J Crit Care. 2019 Jun 04;53:46-52
Authors: Valles J, Fontanals D, Oliva JC, Martínez M, Navas A, Mesquida J, Gruartmoner G, de Haro C, Mestre J, Guía C, Rodriguez A, Torrents E, Espinal C, Ochagavía A, Diaz E
PURPOSE: To evaluate the incidence and mortality of adult patients with community-acquired septic shock (CASS) and the influence of source control (SC) and other risk factors on the outcome.
MATERIAL AND METHODS: The study included patients with CASS admitted to the ICU at a university hospital (2003-2016). Multivariate analyses were performed to identify risk factors of ICU mortality.

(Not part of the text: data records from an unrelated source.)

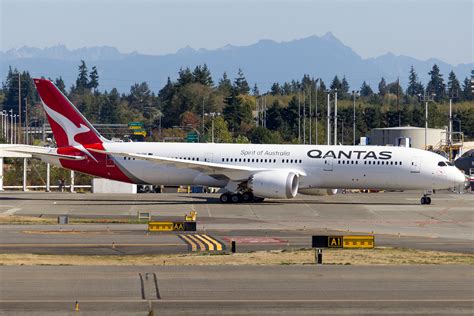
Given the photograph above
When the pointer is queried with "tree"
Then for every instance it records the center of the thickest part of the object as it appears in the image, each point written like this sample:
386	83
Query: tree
241	85
275	89
366	90
255	91
225	85
82	81
59	82
454	87
436	84
414	85
467	90
93	79
221	131
335	84
261	135
185	77
344	88
202	75
382	87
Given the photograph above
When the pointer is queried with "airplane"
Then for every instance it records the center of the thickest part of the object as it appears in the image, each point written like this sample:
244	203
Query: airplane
245	172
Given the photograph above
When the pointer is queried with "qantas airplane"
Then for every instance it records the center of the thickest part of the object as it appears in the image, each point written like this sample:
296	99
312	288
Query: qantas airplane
246	172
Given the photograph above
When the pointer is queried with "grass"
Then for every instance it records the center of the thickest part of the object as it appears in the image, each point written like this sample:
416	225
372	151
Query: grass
377	256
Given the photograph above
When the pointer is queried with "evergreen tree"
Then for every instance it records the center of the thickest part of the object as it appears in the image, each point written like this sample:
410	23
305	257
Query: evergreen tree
467	90
241	85
93	79
185	77
225	85
382	87
366	90
454	87
335	84
275	89
202	75
82	81
255	90
413	84
59	82
345	88
436	84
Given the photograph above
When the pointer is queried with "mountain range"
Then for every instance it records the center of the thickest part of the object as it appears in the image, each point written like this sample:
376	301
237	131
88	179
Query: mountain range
264	63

RESULTS: A total of 625 patients were included. The incidence showed an average annual increase of 4.9% and the mortality an average annual decrease of 1.4%. The patients who required SC showed a lower mortality (20.4%) than patients who did not require SC (31.3%) (p = 0.002). However, the evolution in mortality was different: Mortality decreased in patients who did not require SC (from 56.3% to 20%; p = 0.02), but did not differ in those who required SC (from 21.4% to 27.6%; p = 0.43). In the multivariate analysis, severity at admission, age, alcoholism, cirrhosis, ARDS, neutropenia and thrombocytopenia were associated with worse outcome, whereas appropriate antibiotic treatment and adequate SC were independently associated with better survival.
CONCLUSIONS: The incidence of CASS increased and the ICU mortality decreased during the study period. The mortality was mainly due to a decrease in mortality in infections not requiring SC.